4.0話 目覚め
―――12月26日(月)
仮眠を取っていた。
コンコン
NSに似つかわしくない、豪華なドアがノックされたらしい。
反射のように飛び起きると、白い包布に包まれた布団が、大腿の上で折り重なった。
看護師生活4年目の恵は、夜勤中の仮眠に於いて、小さな物音に反応する事が出来る。
これは恵が特殊なのでは無い。数年の経験あれば、ほとんどの者が可能。強引な表現をすると職業病だ。
ドアノブが音も無く回り、深みのある焦茶色のドアが遠ざかっていった。
特殊な加工のスイングドアがVIPルーム側に開かれたのだ。
(……え??)
理解が及ばず、頭上に疑問符を並べた。
(なに? なんで??)
確認も忘れ、開かれたドアのあった縦長の長方形の空間を凝視する。
NSの簡素なベッドからは壁が邪魔になり、姫が眠り続けるはずの、これまた簡素なベッドは見えない。
ふと我に返ると布団を撥ね退け、体の向きを変え、ベッドから足を降ろす。
(確認しないと!!)
慌てふためき立ち上がる。
……その時だった。
スッ……と、痛々しいほどに白い手が開け放たれたドアの壁側、鍵受け付近を掴むと、その直後、遅れて純白の患者衣の肩部分と頭部が覗く。そのまま、ひょっこりと顔を出しキョロキョロとNS内部を窺う。怖ろしいほどの美貌の少女だ。
(姫!?)
少女は恵を見付ける。
視線がぶつかる。
少女は恵を見詰めるとにっこりと笑い、全身を素早くNSに滑り込ませた。
真っ白な裾の短い、ワンピース衣服。それに負けない白い肌。
足音1つ無く歩み寄り、恵の真正面に立つと、小首を傾げた。
肩の上で切り揃えられた、細く柔らかい淡い栗色の髪の毛がさらりと流れた。
不思議そうに、恵を見上げている。
「ひっ!」
『姫! 目が覚めたんだね!』
そう言いかけ、言葉を飲み込む。
激しい違和感を感じた。
ゾゾゾゾッと全身の皮膚が粟立ち、悪寒が走り抜ける。
目の前の少女の姿を観察する。
純白の太腿が半分以上露出した、肩幅の合わない患者衣を身に纏っている。
子供用のワンピースの患者衣より安楽であろうと、成人女性用セパレートの上だけを着せていた。上下別のセパレートタイプは看護に不向きな為、話し合い、こう決めた。
問題ない。
新雪のように白い肌は、ごく淡いピンク色に彩られている。
ずっと眠っていた体を急に動かせば紅潮もするだろう。
問題ない。
クリッとした大きな瞳は不思議そうに恵を見上げたままだ。
そもそも目覚めている姿を見た事が無い。
違和感の正体に気が付いた。
(姫じゃない!!)
窶れていたはずの頬がふっくらとしている。
白いながらも健康的な腕が、白い患者衣の裾から伸びている。
成人用のセパレートタイプの上だけ羽織っている為、露出の激しい太腿はさっきまでの細く頼りないそれでは無かった。

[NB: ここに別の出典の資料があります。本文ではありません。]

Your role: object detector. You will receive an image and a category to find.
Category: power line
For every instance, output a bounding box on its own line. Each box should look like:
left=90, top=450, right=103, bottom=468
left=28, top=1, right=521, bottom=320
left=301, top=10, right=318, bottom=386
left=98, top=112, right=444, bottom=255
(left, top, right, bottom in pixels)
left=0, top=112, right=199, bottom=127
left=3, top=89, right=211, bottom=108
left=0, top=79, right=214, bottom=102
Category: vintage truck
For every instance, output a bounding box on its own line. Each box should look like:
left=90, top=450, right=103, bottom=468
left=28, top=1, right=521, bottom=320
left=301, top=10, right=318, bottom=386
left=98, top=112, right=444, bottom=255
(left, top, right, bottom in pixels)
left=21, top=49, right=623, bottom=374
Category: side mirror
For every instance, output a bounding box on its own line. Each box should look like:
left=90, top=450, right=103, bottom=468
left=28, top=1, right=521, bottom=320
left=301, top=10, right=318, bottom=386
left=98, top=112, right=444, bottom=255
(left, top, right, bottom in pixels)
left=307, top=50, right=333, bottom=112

何より、崩壊時、元々の黒髪は全て抜け落ちた。再生の後、新た生え代わった淡い栗色の髪は、鋏を入れた事が無い。赤ちゃんのそれと同じだ。姫の髪の伸びは早く、頭頂部の髪さえ耳に届こうとしていたはずだ。
眼前の少女は、日本人形のように眉のラインで前髪が作られており、下ろした髪は肩で切り揃えられている。
(誰!? 幽霊!?)
後退ると、すぐ後ろのベッドに足を取られ、座り込んでしまった。
少女は足音無く、軽い足取りで近づいてくる。
……かと思えば、一瞬で距離を詰められた。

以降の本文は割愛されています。